Untangling Cliché: "Blessing," Part II

The post on "blessing" sparked a bit of activity in the mail-bag.  Worth opening it up.  I wish I weren't thumbing it in on my iPod (the gift of one of Touchstone's urchins, may he live forever).

From the Mail-bag:

I've reread your post.  Let me see if I understand.

Bibically and historically, the blessing was a gift FROM the king, but also
one given TO the king.


Well, it could be either.  You could "gift" the king with your daughter or military service, so "bless the LORD" amounts to saying, "render goods and services to Yahweh."  Or the king could render lands, treasure, or even a booty-call to his servant-nobles.  So "bless us, Yahweh" is equally meaningful.

Think of blessing as a gifting ceremony, if you like.

 

Also, "blessing" isn't actually received unless it's done so with
gratefulness.  Simply to have the "blessing" is not enough.  It must be
recognized and appreciated ~ even to the point of "jaw-dropping awe."  Love
it.

Totally, but note that the piety is in the ceremonial nature of the thing.  Both in giving and receiving you would be acknowledging a subordinate relationship.  Your response to the King's gifting is gratitude, and towards your own gifting is humility, that is a sense of subordination to the one to whom you gift.

 

P.S.I just had a light-bulb moment...*this* is how you read the Bible
non-theologically, isn't it?  This is a first for me, if it is.

Pretty much.... "Theological reading" as I mean it assumes a system lies behind the reading that makes coherent sense and leaves no remainder.  The Bible isn't like that.

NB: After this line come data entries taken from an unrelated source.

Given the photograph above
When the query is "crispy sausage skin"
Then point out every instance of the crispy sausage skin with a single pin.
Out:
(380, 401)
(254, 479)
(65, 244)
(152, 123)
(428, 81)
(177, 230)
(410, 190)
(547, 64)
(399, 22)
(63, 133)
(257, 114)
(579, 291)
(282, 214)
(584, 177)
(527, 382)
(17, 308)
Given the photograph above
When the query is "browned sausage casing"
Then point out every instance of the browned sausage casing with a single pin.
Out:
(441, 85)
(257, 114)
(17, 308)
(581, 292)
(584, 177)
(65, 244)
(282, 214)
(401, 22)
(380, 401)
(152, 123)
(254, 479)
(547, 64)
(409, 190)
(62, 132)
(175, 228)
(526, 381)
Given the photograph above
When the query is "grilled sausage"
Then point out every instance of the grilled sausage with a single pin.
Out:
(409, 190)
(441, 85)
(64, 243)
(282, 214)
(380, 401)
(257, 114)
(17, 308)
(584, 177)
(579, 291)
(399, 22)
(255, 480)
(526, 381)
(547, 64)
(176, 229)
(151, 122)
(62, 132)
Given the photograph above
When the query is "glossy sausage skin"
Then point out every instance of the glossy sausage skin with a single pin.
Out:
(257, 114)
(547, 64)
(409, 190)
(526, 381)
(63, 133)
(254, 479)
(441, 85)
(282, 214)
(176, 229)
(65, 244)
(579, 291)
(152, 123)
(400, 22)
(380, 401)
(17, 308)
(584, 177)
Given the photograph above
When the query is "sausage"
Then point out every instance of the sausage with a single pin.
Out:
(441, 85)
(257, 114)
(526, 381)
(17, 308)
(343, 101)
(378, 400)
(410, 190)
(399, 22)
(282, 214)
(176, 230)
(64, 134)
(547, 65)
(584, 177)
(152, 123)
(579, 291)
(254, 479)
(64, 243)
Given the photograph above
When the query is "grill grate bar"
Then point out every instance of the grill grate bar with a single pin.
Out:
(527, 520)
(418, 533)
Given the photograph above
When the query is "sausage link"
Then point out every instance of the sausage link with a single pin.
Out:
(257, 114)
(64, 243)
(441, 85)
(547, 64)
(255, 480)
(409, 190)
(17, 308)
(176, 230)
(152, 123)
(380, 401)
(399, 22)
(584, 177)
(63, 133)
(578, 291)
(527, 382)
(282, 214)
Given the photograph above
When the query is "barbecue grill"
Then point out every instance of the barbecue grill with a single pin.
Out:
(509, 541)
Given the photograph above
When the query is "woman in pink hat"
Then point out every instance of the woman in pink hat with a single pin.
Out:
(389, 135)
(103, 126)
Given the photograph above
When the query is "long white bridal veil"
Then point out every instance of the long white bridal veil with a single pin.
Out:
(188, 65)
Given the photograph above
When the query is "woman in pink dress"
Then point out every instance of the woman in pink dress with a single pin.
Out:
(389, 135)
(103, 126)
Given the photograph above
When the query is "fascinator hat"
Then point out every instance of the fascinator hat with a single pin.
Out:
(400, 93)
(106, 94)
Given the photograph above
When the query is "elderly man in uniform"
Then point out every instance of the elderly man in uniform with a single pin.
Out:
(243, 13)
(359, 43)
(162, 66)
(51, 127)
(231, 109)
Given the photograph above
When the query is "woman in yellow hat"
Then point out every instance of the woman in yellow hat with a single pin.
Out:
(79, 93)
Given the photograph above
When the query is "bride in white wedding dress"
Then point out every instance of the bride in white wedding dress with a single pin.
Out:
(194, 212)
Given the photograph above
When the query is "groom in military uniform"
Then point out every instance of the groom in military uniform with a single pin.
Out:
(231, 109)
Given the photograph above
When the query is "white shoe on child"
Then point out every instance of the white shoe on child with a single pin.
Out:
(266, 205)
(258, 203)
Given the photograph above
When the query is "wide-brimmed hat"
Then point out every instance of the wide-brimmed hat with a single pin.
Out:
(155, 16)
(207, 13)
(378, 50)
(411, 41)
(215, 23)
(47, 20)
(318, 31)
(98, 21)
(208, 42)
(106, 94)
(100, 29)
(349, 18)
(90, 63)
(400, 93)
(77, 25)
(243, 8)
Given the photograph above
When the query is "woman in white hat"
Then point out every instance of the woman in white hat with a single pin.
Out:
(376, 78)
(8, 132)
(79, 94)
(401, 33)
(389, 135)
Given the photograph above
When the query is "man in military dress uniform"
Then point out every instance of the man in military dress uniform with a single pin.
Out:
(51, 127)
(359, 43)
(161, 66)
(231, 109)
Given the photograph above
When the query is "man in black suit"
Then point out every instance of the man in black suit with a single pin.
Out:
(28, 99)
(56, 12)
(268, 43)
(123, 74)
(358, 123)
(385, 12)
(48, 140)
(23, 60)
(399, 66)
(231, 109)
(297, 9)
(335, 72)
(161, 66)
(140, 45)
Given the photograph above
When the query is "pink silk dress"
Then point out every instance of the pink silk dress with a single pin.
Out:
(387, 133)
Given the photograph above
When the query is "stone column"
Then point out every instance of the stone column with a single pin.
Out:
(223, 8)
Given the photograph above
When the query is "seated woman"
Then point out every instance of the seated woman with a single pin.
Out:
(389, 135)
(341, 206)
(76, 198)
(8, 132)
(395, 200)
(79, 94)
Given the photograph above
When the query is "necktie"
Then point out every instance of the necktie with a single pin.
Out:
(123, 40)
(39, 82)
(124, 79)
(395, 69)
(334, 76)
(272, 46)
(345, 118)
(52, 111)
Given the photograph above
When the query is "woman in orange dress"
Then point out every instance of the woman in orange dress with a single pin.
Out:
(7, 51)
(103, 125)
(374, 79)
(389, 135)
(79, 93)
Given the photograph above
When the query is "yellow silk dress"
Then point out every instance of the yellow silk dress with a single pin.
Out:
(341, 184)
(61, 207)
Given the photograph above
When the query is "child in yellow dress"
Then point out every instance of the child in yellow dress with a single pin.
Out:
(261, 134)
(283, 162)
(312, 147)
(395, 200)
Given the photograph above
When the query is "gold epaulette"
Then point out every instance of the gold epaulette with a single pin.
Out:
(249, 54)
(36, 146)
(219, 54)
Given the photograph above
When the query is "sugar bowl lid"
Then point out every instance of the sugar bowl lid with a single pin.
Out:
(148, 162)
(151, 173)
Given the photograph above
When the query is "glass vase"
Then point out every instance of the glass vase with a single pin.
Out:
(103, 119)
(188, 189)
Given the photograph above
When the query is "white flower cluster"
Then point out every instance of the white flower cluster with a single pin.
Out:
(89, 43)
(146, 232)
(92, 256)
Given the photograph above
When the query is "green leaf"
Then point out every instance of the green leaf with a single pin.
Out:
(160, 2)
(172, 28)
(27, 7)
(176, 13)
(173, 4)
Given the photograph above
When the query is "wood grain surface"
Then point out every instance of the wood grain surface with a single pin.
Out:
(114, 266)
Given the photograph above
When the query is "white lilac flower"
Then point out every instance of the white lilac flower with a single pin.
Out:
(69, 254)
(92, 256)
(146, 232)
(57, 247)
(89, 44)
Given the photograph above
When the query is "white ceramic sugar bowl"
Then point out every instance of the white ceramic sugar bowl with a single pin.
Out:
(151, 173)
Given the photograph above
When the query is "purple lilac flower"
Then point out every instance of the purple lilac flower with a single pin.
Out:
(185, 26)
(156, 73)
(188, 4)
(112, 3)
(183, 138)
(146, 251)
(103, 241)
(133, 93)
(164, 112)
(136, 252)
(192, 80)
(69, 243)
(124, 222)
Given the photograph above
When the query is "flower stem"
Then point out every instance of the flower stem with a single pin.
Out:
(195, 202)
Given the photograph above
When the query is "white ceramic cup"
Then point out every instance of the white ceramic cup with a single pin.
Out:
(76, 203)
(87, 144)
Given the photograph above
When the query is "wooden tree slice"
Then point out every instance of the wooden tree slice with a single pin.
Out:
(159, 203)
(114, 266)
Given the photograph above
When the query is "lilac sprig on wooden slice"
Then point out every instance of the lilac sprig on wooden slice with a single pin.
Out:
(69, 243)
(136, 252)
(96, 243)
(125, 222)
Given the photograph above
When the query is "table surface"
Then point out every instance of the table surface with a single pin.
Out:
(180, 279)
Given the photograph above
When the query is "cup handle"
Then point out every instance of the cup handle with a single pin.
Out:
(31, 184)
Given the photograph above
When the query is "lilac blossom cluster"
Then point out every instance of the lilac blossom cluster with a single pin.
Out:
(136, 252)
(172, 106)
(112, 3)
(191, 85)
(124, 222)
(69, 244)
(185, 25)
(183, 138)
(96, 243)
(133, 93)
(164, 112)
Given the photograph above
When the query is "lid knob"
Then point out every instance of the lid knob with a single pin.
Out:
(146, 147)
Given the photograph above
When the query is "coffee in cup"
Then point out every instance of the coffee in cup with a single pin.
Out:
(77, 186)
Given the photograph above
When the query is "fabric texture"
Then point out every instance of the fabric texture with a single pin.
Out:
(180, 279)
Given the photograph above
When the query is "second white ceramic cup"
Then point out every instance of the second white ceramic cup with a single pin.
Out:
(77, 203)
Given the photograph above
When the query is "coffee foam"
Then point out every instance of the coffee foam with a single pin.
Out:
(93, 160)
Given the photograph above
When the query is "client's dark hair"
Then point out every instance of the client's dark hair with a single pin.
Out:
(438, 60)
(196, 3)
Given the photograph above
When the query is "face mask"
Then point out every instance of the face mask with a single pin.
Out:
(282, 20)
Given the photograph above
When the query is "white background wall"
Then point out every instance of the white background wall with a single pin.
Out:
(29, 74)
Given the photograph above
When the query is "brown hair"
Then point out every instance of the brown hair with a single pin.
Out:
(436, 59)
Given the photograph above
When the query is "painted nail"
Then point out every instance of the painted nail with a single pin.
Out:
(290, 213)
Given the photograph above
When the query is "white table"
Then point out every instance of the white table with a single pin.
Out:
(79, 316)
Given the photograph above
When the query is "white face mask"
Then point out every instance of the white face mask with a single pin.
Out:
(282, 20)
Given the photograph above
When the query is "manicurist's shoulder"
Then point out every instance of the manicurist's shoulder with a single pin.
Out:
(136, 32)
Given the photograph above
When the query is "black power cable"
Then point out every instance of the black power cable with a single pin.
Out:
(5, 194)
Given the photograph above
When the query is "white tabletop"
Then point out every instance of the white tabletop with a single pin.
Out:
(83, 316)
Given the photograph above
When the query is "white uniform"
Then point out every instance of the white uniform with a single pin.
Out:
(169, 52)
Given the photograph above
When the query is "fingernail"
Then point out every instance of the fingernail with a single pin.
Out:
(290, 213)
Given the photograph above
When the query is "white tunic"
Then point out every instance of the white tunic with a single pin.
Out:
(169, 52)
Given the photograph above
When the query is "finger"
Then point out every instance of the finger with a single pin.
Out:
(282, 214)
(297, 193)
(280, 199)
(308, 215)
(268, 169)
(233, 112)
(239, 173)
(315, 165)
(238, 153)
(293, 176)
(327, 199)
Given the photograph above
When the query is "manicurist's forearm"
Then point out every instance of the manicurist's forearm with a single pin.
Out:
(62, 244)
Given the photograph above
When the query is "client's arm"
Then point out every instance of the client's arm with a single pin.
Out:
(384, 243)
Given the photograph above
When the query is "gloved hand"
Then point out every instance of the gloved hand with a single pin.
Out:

Read it like it's poetry, like it's written: it means you don't stand under the text waiting for it to tell you what you do not know, but rather is one man, or woman, or community's recollected perception of a truth for which they had no more words than you do.

And no fewer.


And that means you are not the servant of scripture, but rather it is a note from the past telling you you are not alone.